Mais alors, par où commencer ? Chercheur ou pas, il semble bien difficile de comprendre les trajectoires de ces jeunes Français, de la même génération « Bataclan » que leur victime, et qui ont choisi de se faire les soldats zélés d'une idéologie cruelle et sectaire. Prétendre formuler une théorie valide respectant le principe de simplicité d'Ockham pour analyser et expliquer les racines d'un tel phénomène paraît bien illusoire. D'ailleurs, c'est ici que la multiplication des analyses fouillées, formulées par des chercheurs en sciences sociales (qu'ils soient issus de la sociologie, de la psychologie, de la géopolitique, historiens, politologues, philosophes, etc.) devient précieuse, voire indispensable.

Plus modestement, j'ai souhaité partager ici les résultats surprenants d'une étude portant sur le recrutement. Il me semble effectivement que, eu égard aux informations qu'elle dévoile sur notre société cette étude est passée relativement inaperçue. Publiée en octobre dernier par l'institut Montaigne, cette enquête sur les discriminations à l'embauche est la première dont le protocole expérimental permet d'isoler finement la variable « religion ».
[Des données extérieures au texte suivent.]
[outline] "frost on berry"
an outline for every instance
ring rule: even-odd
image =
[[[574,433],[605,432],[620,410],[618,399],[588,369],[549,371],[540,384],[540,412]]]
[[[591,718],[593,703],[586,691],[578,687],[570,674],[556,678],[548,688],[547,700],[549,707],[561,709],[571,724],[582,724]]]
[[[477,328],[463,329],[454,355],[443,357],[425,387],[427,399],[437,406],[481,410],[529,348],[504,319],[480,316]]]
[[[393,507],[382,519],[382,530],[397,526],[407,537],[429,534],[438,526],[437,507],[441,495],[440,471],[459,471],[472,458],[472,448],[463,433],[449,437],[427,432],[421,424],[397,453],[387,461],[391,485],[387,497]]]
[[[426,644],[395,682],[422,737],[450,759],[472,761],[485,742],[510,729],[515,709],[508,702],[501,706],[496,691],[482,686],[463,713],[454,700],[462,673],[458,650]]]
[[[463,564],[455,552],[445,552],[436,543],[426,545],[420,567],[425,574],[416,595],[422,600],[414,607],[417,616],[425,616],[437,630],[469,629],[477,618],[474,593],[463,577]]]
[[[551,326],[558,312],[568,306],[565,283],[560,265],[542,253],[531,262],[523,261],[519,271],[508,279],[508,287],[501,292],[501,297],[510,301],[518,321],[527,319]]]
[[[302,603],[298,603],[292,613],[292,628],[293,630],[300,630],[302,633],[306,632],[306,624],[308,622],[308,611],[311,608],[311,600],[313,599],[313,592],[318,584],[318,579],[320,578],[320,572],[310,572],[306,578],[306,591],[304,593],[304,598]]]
Dans un souci de vulgarisation et sans trop insister sur les données chiffrées, je mets en scène les éléments de résultats qui, subjectivement, me semblent les plus saillants en laissant au lecteur le soin de voir, ou non, dans ce qu'ils révèlent, un lien avec les événements qui bouleversent notre pays.

Génération Bataclan : Michel, Nathalie, Dov, Mohamed...

Conduite en France avant les attentats de janvier 2015, cette enquête repose sur le traitement de plus de 6 000 offres d'emploi et permet de comparer les taux de convocation à un entretien d'embauche de Michel, Nathalie, Dov, Esther, Samira et Mohamed, six citoyens français de 27 ans avec le même diplôme et des expériences professionnelles identiques. Ces citoyens appartiennent tous à la génération Bataclan. Amis ou anciens camarades de classe, ces six Français (s'ils n'étaient pas fictifs) auraient très bien pu se retrouver assis ensemble à la même table ce vendredi 13 novembre...

Discriminations religieuses à l'embauche. Etude de Marie-Anne Valfort/ École d'économie de Paris. Institut Montaigne

Penchons-nous d'abord sur le cas de Michel et Dov. Que se passe-t-il quand ces deux amis posent leur candidature pour le même poste d'assistant-comptable. À compétence identique (pas égale mais bien identique), Dov (supposé de confession juive par les recruteurs sur la base de son prénom et de son passage par un collège confessionnel) doit envoyer six CV pour obtenir un entretien quand Michel (présumé catholique sur les mêmes bases) n'en envoie que quatre. Cette disparité de résultat ne repose sur aucun autre élément objectif que l'appartenance religieuse (juive) supposée de Dov.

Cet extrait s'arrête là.